We create among ourselves spaces that favor empathetic listening, dialogue in freedom, learning with humility, to communicate without fear or reservations because the Spirit blows where he wants. A space where we all feel at home and can fully participate.

We all have the right to be heard, just as we all have the right to speak. Dialogue depends on the courage both to speak and to listen. Welcome what the sisters say as a way for the Spirit to speak for the good of all.

Dialogue leads us to novelty, to be willing to change our opinions based on what we have heard from others.

- Greater openness to fulfill our mission in the world…

Our sisters ask us to be open to the Spirit, the true protagonist of this congregational event.

An openness that enables its action to go beyond ourselves and makes it possible to listen to everything and everyone. We know that many times the truth and light emerge when and from where it is least expected, hence the need to open up, listen deeply from the heart and prayer.

 Openness to the Spirit, without prefabricated ideas of how the Congregation should be today. To be faithful today to the charism received involves opening ourselves boldly and creatively to the needs of our world, discerning what the Lord tells us in order to respond to him with the best of ourselves, as a community.

Let us make the Chapter an exercise in discernment because we are convinced that God is at work in the world and we are called to listen to what the Spirit suggests to us. By listening we do what God does: listen to the cry of his people.

The icon of the Visitation that has accompanied us on the pre-chapter journey visualizes two extraordinary motherhoods. It is expressed very beautifully by the Italian philosopher Antonella Lumini, hermit of the city, as she calls herself.

"Mary expresses the awakening of the original innocence that has remained uncontaminated from the beginning and preserved in the intimate of humanity (...) Isabel, on the other hand, the old and sterile woman who becomes a mother by grace beyond all possibility, presents herself as a figure of dry and tired humanity, whose fruit, already unexpected, sprouts as juice from the final milling to constitute the living seeds, which can be implanted anew.”

For these two motherhoods to be realized, it took both the YES of Mary, an expression of her openness to the gift of the Spirit, and the NO of Elizabeth (No!, he will be called John), who broke with the tradition of “it is always like this”, to be faithful to the will of God.

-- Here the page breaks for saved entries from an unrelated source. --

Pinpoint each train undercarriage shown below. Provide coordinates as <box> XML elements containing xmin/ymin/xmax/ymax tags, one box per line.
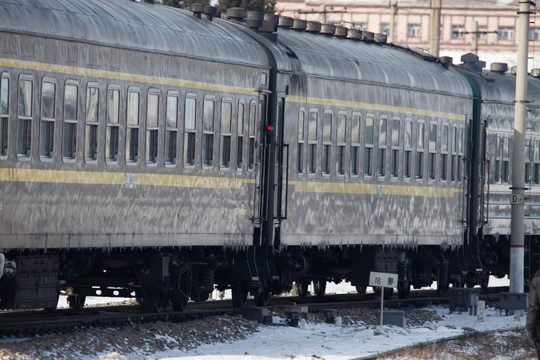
<box><xmin>0</xmin><ymin>238</ymin><xmax>517</xmax><ymax>311</ymax></box>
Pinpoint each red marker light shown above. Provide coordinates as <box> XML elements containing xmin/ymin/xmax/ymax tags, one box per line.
<box><xmin>266</xmin><ymin>125</ymin><xmax>273</xmax><ymax>131</ymax></box>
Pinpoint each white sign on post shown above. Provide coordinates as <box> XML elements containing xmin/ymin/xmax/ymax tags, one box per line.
<box><xmin>369</xmin><ymin>272</ymin><xmax>398</xmax><ymax>335</ymax></box>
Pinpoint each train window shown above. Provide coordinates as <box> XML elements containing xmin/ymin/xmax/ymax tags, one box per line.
<box><xmin>391</xmin><ymin>118</ymin><xmax>400</xmax><ymax>178</ymax></box>
<box><xmin>146</xmin><ymin>91</ymin><xmax>159</xmax><ymax>165</ymax></box>
<box><xmin>428</xmin><ymin>123</ymin><xmax>437</xmax><ymax>180</ymax></box>
<box><xmin>502</xmin><ymin>137</ymin><xmax>510</xmax><ymax>183</ymax></box>
<box><xmin>165</xmin><ymin>92</ymin><xmax>178</xmax><ymax>165</ymax></box>
<box><xmin>106</xmin><ymin>87</ymin><xmax>120</xmax><ymax>162</ymax></box>
<box><xmin>248</xmin><ymin>101</ymin><xmax>256</xmax><ymax>170</ymax></box>
<box><xmin>534</xmin><ymin>140</ymin><xmax>540</xmax><ymax>184</ymax></box>
<box><xmin>17</xmin><ymin>77</ymin><xmax>33</xmax><ymax>158</ymax></box>
<box><xmin>237</xmin><ymin>101</ymin><xmax>245</xmax><ymax>170</ymax></box>
<box><xmin>350</xmin><ymin>114</ymin><xmax>360</xmax><ymax>176</ymax></box>
<box><xmin>220</xmin><ymin>100</ymin><xmax>232</xmax><ymax>168</ymax></box>
<box><xmin>322</xmin><ymin>111</ymin><xmax>332</xmax><ymax>175</ymax></box>
<box><xmin>39</xmin><ymin>80</ymin><xmax>56</xmax><ymax>159</ymax></box>
<box><xmin>451</xmin><ymin>127</ymin><xmax>457</xmax><ymax>182</ymax></box>
<box><xmin>526</xmin><ymin>139</ymin><xmax>531</xmax><ymax>184</ymax></box>
<box><xmin>364</xmin><ymin>115</ymin><xmax>374</xmax><ymax>176</ymax></box>
<box><xmin>377</xmin><ymin>117</ymin><xmax>387</xmax><ymax>177</ymax></box>
<box><xmin>126</xmin><ymin>89</ymin><xmax>140</xmax><ymax>164</ymax></box>
<box><xmin>416</xmin><ymin>122</ymin><xmax>425</xmax><ymax>179</ymax></box>
<box><xmin>85</xmin><ymin>84</ymin><xmax>99</xmax><ymax>162</ymax></box>
<box><xmin>0</xmin><ymin>73</ymin><xmax>9</xmax><ymax>157</ymax></box>
<box><xmin>336</xmin><ymin>113</ymin><xmax>346</xmax><ymax>176</ymax></box>
<box><xmin>440</xmin><ymin>125</ymin><xmax>448</xmax><ymax>181</ymax></box>
<box><xmin>308</xmin><ymin>109</ymin><xmax>318</xmax><ymax>174</ymax></box>
<box><xmin>493</xmin><ymin>136</ymin><xmax>501</xmax><ymax>183</ymax></box>
<box><xmin>404</xmin><ymin>119</ymin><xmax>412</xmax><ymax>178</ymax></box>
<box><xmin>297</xmin><ymin>110</ymin><xmax>305</xmax><ymax>174</ymax></box>
<box><xmin>62</xmin><ymin>82</ymin><xmax>78</xmax><ymax>161</ymax></box>
<box><xmin>202</xmin><ymin>97</ymin><xmax>215</xmax><ymax>167</ymax></box>
<box><xmin>184</xmin><ymin>94</ymin><xmax>196</xmax><ymax>166</ymax></box>
<box><xmin>457</xmin><ymin>127</ymin><xmax>463</xmax><ymax>181</ymax></box>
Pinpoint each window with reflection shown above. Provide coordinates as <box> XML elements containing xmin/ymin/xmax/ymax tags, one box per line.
<box><xmin>202</xmin><ymin>98</ymin><xmax>214</xmax><ymax>166</ymax></box>
<box><xmin>297</xmin><ymin>110</ymin><xmax>305</xmax><ymax>174</ymax></box>
<box><xmin>220</xmin><ymin>100</ymin><xmax>232</xmax><ymax>168</ymax></box>
<box><xmin>308</xmin><ymin>110</ymin><xmax>318</xmax><ymax>174</ymax></box>
<box><xmin>106</xmin><ymin>87</ymin><xmax>120</xmax><ymax>162</ymax></box>
<box><xmin>364</xmin><ymin>115</ymin><xmax>374</xmax><ymax>176</ymax></box>
<box><xmin>416</xmin><ymin>122</ymin><xmax>425</xmax><ymax>179</ymax></box>
<box><xmin>39</xmin><ymin>80</ymin><xmax>56</xmax><ymax>159</ymax></box>
<box><xmin>0</xmin><ymin>73</ymin><xmax>9</xmax><ymax>157</ymax></box>
<box><xmin>62</xmin><ymin>83</ymin><xmax>78</xmax><ymax>160</ymax></box>
<box><xmin>378</xmin><ymin>117</ymin><xmax>387</xmax><ymax>176</ymax></box>
<box><xmin>165</xmin><ymin>93</ymin><xmax>178</xmax><ymax>165</ymax></box>
<box><xmin>428</xmin><ymin>123</ymin><xmax>437</xmax><ymax>180</ymax></box>
<box><xmin>404</xmin><ymin>120</ymin><xmax>412</xmax><ymax>178</ymax></box>
<box><xmin>85</xmin><ymin>85</ymin><xmax>99</xmax><ymax>161</ymax></box>
<box><xmin>184</xmin><ymin>94</ymin><xmax>196</xmax><ymax>166</ymax></box>
<box><xmin>322</xmin><ymin>111</ymin><xmax>332</xmax><ymax>175</ymax></box>
<box><xmin>146</xmin><ymin>91</ymin><xmax>159</xmax><ymax>164</ymax></box>
<box><xmin>237</xmin><ymin>101</ymin><xmax>245</xmax><ymax>170</ymax></box>
<box><xmin>336</xmin><ymin>113</ymin><xmax>346</xmax><ymax>175</ymax></box>
<box><xmin>391</xmin><ymin>118</ymin><xmax>400</xmax><ymax>177</ymax></box>
<box><xmin>126</xmin><ymin>89</ymin><xmax>140</xmax><ymax>163</ymax></box>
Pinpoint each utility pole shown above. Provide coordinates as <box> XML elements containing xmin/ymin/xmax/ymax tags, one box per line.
<box><xmin>510</xmin><ymin>0</ymin><xmax>535</xmax><ymax>294</ymax></box>
<box><xmin>389</xmin><ymin>1</ymin><xmax>397</xmax><ymax>43</ymax></box>
<box><xmin>320</xmin><ymin>4</ymin><xmax>326</xmax><ymax>24</ymax></box>
<box><xmin>429</xmin><ymin>0</ymin><xmax>441</xmax><ymax>57</ymax></box>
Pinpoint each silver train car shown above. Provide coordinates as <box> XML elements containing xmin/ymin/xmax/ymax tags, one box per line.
<box><xmin>0</xmin><ymin>0</ymin><xmax>539</xmax><ymax>310</ymax></box>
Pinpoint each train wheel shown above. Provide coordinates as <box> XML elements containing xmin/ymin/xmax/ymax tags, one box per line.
<box><xmin>145</xmin><ymin>291</ymin><xmax>167</xmax><ymax>313</ymax></box>
<box><xmin>172</xmin><ymin>265</ymin><xmax>191</xmax><ymax>311</ymax></box>
<box><xmin>254</xmin><ymin>285</ymin><xmax>271</xmax><ymax>307</ymax></box>
<box><xmin>355</xmin><ymin>285</ymin><xmax>366</xmax><ymax>295</ymax></box>
<box><xmin>295</xmin><ymin>279</ymin><xmax>310</xmax><ymax>298</ymax></box>
<box><xmin>437</xmin><ymin>282</ymin><xmax>450</xmax><ymax>297</ymax></box>
<box><xmin>397</xmin><ymin>281</ymin><xmax>410</xmax><ymax>299</ymax></box>
<box><xmin>67</xmin><ymin>294</ymin><xmax>86</xmax><ymax>311</ymax></box>
<box><xmin>314</xmin><ymin>280</ymin><xmax>326</xmax><ymax>297</ymax></box>
<box><xmin>384</xmin><ymin>287</ymin><xmax>394</xmax><ymax>299</ymax></box>
<box><xmin>232</xmin><ymin>283</ymin><xmax>248</xmax><ymax>308</ymax></box>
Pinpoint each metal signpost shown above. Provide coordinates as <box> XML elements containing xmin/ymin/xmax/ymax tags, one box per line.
<box><xmin>369</xmin><ymin>271</ymin><xmax>398</xmax><ymax>334</ymax></box>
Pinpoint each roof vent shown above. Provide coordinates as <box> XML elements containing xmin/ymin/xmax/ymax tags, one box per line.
<box><xmin>347</xmin><ymin>29</ymin><xmax>362</xmax><ymax>40</ymax></box>
<box><xmin>320</xmin><ymin>24</ymin><xmax>335</xmax><ymax>35</ymax></box>
<box><xmin>306</xmin><ymin>21</ymin><xmax>321</xmax><ymax>33</ymax></box>
<box><xmin>191</xmin><ymin>3</ymin><xmax>205</xmax><ymax>18</ymax></box>
<box><xmin>227</xmin><ymin>7</ymin><xmax>247</xmax><ymax>22</ymax></box>
<box><xmin>334</xmin><ymin>26</ymin><xmax>347</xmax><ymax>38</ymax></box>
<box><xmin>263</xmin><ymin>13</ymin><xmax>278</xmax><ymax>33</ymax></box>
<box><xmin>291</xmin><ymin>19</ymin><xmax>306</xmax><ymax>31</ymax></box>
<box><xmin>532</xmin><ymin>68</ymin><xmax>540</xmax><ymax>78</ymax></box>
<box><xmin>362</xmin><ymin>31</ymin><xmax>374</xmax><ymax>42</ymax></box>
<box><xmin>278</xmin><ymin>16</ymin><xmax>294</xmax><ymax>28</ymax></box>
<box><xmin>459</xmin><ymin>52</ymin><xmax>486</xmax><ymax>73</ymax></box>
<box><xmin>439</xmin><ymin>56</ymin><xmax>453</xmax><ymax>69</ymax></box>
<box><xmin>511</xmin><ymin>66</ymin><xmax>517</xmax><ymax>75</ymax></box>
<box><xmin>490</xmin><ymin>62</ymin><xmax>508</xmax><ymax>74</ymax></box>
<box><xmin>246</xmin><ymin>11</ymin><xmax>263</xmax><ymax>30</ymax></box>
<box><xmin>374</xmin><ymin>33</ymin><xmax>387</xmax><ymax>44</ymax></box>
<box><xmin>203</xmin><ymin>5</ymin><xmax>217</xmax><ymax>21</ymax></box>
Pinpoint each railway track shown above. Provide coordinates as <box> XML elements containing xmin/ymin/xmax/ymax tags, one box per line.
<box><xmin>0</xmin><ymin>287</ymin><xmax>509</xmax><ymax>336</ymax></box>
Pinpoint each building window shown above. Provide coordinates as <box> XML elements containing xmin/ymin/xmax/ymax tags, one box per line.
<box><xmin>308</xmin><ymin>110</ymin><xmax>318</xmax><ymax>174</ymax></box>
<box><xmin>62</xmin><ymin>82</ymin><xmax>78</xmax><ymax>160</ymax></box>
<box><xmin>380</xmin><ymin>23</ymin><xmax>389</xmax><ymax>35</ymax></box>
<box><xmin>85</xmin><ymin>84</ymin><xmax>99</xmax><ymax>162</ymax></box>
<box><xmin>428</xmin><ymin>123</ymin><xmax>437</xmax><ymax>180</ymax></box>
<box><xmin>478</xmin><ymin>25</ymin><xmax>487</xmax><ymax>39</ymax></box>
<box><xmin>416</xmin><ymin>122</ymin><xmax>425</xmax><ymax>179</ymax></box>
<box><xmin>407</xmin><ymin>24</ymin><xmax>420</xmax><ymax>38</ymax></box>
<box><xmin>106</xmin><ymin>87</ymin><xmax>120</xmax><ymax>162</ymax></box>
<box><xmin>391</xmin><ymin>118</ymin><xmax>400</xmax><ymax>177</ymax></box>
<box><xmin>202</xmin><ymin>97</ymin><xmax>214</xmax><ymax>167</ymax></box>
<box><xmin>165</xmin><ymin>92</ymin><xmax>178</xmax><ymax>165</ymax></box>
<box><xmin>534</xmin><ymin>140</ymin><xmax>540</xmax><ymax>184</ymax></box>
<box><xmin>404</xmin><ymin>120</ymin><xmax>412</xmax><ymax>178</ymax></box>
<box><xmin>237</xmin><ymin>101</ymin><xmax>245</xmax><ymax>170</ymax></box>
<box><xmin>322</xmin><ymin>111</ymin><xmax>332</xmax><ymax>175</ymax></box>
<box><xmin>336</xmin><ymin>113</ymin><xmax>346</xmax><ymax>175</ymax></box>
<box><xmin>351</xmin><ymin>114</ymin><xmax>361</xmax><ymax>176</ymax></box>
<box><xmin>0</xmin><ymin>73</ymin><xmax>9</xmax><ymax>157</ymax></box>
<box><xmin>220</xmin><ymin>100</ymin><xmax>232</xmax><ymax>168</ymax></box>
<box><xmin>248</xmin><ymin>101</ymin><xmax>256</xmax><ymax>170</ymax></box>
<box><xmin>126</xmin><ymin>89</ymin><xmax>140</xmax><ymax>163</ymax></box>
<box><xmin>297</xmin><ymin>110</ymin><xmax>305</xmax><ymax>174</ymax></box>
<box><xmin>146</xmin><ymin>91</ymin><xmax>159</xmax><ymax>164</ymax></box>
<box><xmin>440</xmin><ymin>125</ymin><xmax>448</xmax><ymax>180</ymax></box>
<box><xmin>364</xmin><ymin>115</ymin><xmax>374</xmax><ymax>176</ymax></box>
<box><xmin>530</xmin><ymin>27</ymin><xmax>540</xmax><ymax>41</ymax></box>
<box><xmin>378</xmin><ymin>117</ymin><xmax>387</xmax><ymax>176</ymax></box>
<box><xmin>451</xmin><ymin>25</ymin><xmax>464</xmax><ymax>39</ymax></box>
<box><xmin>498</xmin><ymin>26</ymin><xmax>514</xmax><ymax>40</ymax></box>
<box><xmin>184</xmin><ymin>94</ymin><xmax>196</xmax><ymax>166</ymax></box>
<box><xmin>526</xmin><ymin>139</ymin><xmax>531</xmax><ymax>184</ymax></box>
<box><xmin>39</xmin><ymin>80</ymin><xmax>56</xmax><ymax>159</ymax></box>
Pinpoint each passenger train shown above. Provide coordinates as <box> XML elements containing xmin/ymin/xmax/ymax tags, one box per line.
<box><xmin>1</xmin><ymin>0</ymin><xmax>539</xmax><ymax>311</ymax></box>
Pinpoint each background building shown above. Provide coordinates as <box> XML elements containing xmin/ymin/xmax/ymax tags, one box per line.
<box><xmin>275</xmin><ymin>0</ymin><xmax>540</xmax><ymax>70</ymax></box>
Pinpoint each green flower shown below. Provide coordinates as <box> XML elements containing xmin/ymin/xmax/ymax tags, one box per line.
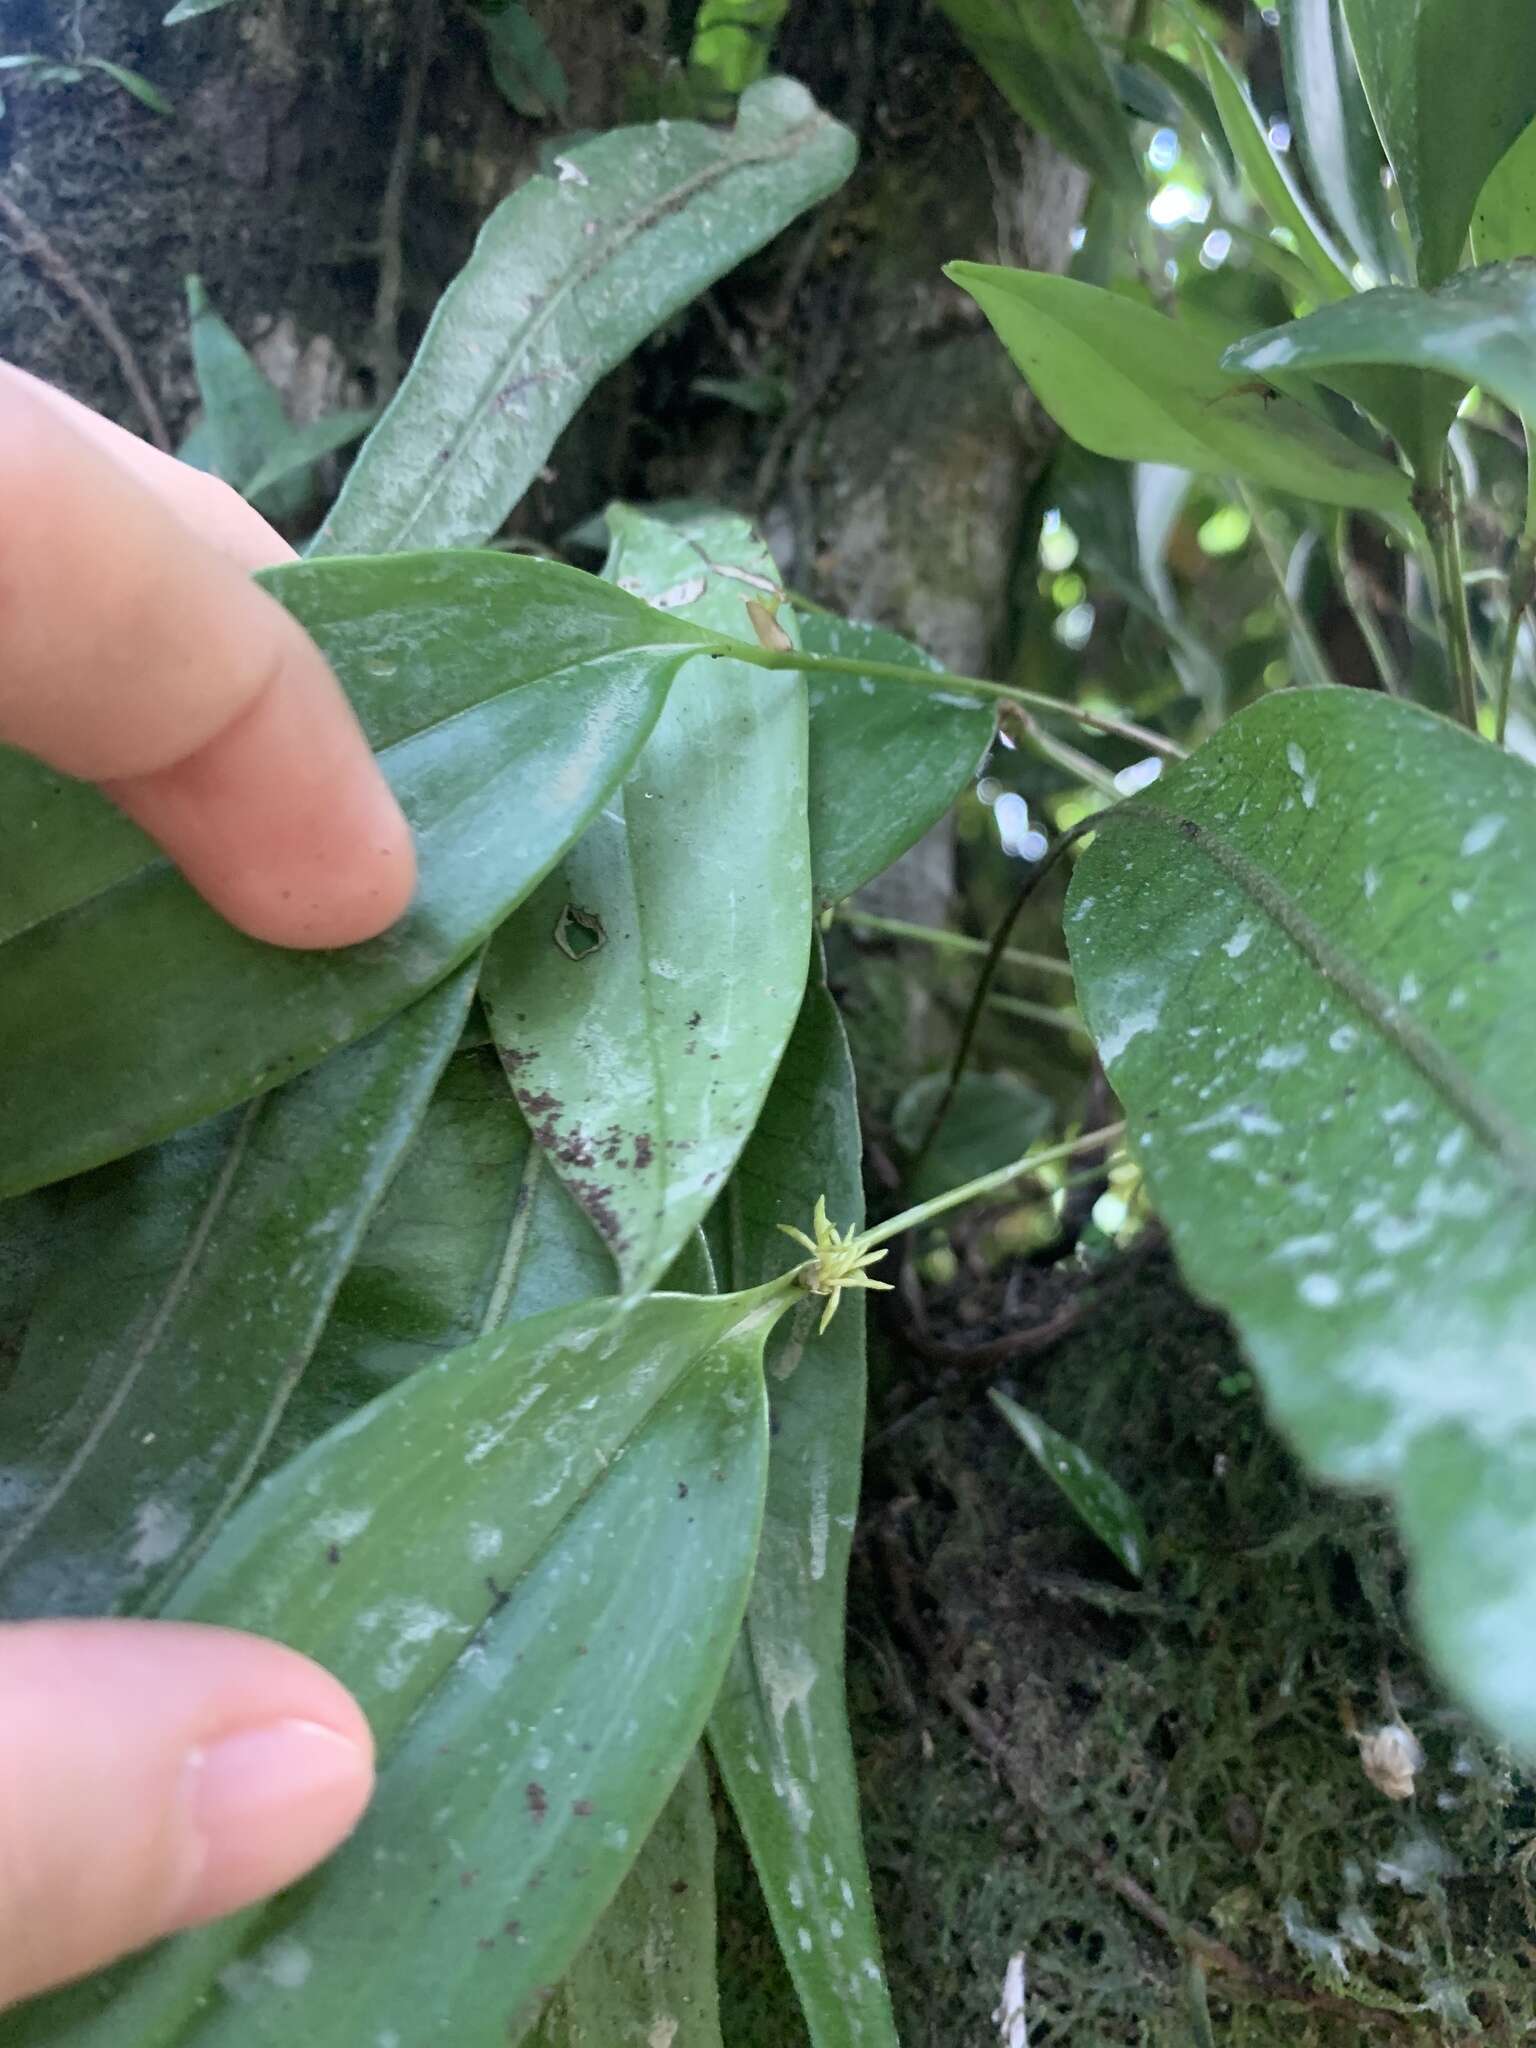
<box><xmin>777</xmin><ymin>1195</ymin><xmax>893</xmax><ymax>1333</ymax></box>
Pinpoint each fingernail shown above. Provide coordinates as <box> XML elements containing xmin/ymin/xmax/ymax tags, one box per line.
<box><xmin>173</xmin><ymin>1719</ymin><xmax>374</xmax><ymax>1929</ymax></box>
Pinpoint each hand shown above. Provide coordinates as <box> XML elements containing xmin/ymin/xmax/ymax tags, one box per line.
<box><xmin>0</xmin><ymin>366</ymin><xmax>404</xmax><ymax>2007</ymax></box>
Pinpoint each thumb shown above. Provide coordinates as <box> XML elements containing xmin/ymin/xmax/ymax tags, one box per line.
<box><xmin>0</xmin><ymin>1620</ymin><xmax>374</xmax><ymax>2011</ymax></box>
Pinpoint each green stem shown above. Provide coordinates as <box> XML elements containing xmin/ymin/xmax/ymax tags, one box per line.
<box><xmin>985</xmin><ymin>991</ymin><xmax>1086</xmax><ymax>1035</ymax></box>
<box><xmin>1330</xmin><ymin>513</ymin><xmax>1403</xmax><ymax>698</ymax></box>
<box><xmin>834</xmin><ymin>908</ymin><xmax>1075</xmax><ymax>980</ymax></box>
<box><xmin>1237</xmin><ymin>484</ymin><xmax>1335</xmax><ymax>691</ymax></box>
<box><xmin>718</xmin><ymin>635</ymin><xmax>1186</xmax><ymax>759</ymax></box>
<box><xmin>858</xmin><ymin>1121</ymin><xmax>1128</xmax><ymax>1252</ymax></box>
<box><xmin>1425</xmin><ymin>462</ymin><xmax>1478</xmax><ymax>730</ymax></box>
<box><xmin>908</xmin><ymin>820</ymin><xmax>1104</xmax><ymax>1181</ymax></box>
<box><xmin>1004</xmin><ymin>708</ymin><xmax>1121</xmax><ymax>797</ymax></box>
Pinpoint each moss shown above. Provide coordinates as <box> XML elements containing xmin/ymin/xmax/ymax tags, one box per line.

In fact, John means the one who is faithful.

Let us be inspired by the courage of these two women of faith, Mary and Elizabeth. May they accompany our discernment and transmit to us their courage to know how to say YES or NO, according to the inspiration of the Spirit, and thus be able to generate new life.

With this desire, today, July 12, 2022, in Coria, I declare officially open the XXI Ordinary General Chapter of our Congregation.